The hospital was in a good position to stick with just cause because it had already taken steps to address the worker’s problems, says Sultan.

“It's probably fair to say that the onus is often going to be much more on the employee than the employer in circumstances like this - does the employee take ownership over the issue, feel genuine remorse, and place the patient over themselves if they’re struggling mentally?” he says. “The idea is that the employee is demonstrating through their actions that they put themselves above their own issues, particularly because of the seriousness of the situation.”

Serious misconduct, failure to accept responsibility

The arbitrator acknowledged the worker’s stressful circumstances and 13 years of service, but the seriousness of her misconduct and failure to accept responsibility didn’t outweigh the mitigating factors. As a result, dismissal was appropriate, said the arbitrator.

“An employer [is often] expected to be proactive to try to assist [a worker with a potential disability such as mental stress], but I don't think that that applies as much in the healthcare sector,” says Sultan. “Healthcare workers are expected to self-assess to a certain extent, whether that's fair or not - if you are disabled, you are to keep yourself away from causing potential harm.”

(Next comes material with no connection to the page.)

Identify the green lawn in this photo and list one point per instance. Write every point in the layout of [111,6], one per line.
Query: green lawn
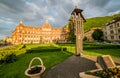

However, the arbitrator disagreed that the worker’s misconduct was wilful. Her reasoning that she needed to leave some morphine for the overnight nurse and she needed to get to her other duties wasn’t malicious, and the fact that she told the team lead and the overnight shift about the underdose supported that notion, the arbitrator said.

In addition, their lack of response indicated that they didn’t seem to think it was that serious, said the arbitrator in finding that the worker’s actions were spontaneous in the circumstances.

The arbitrator upheld the termination but ordered the hospital to pay the worker statutory severance pay.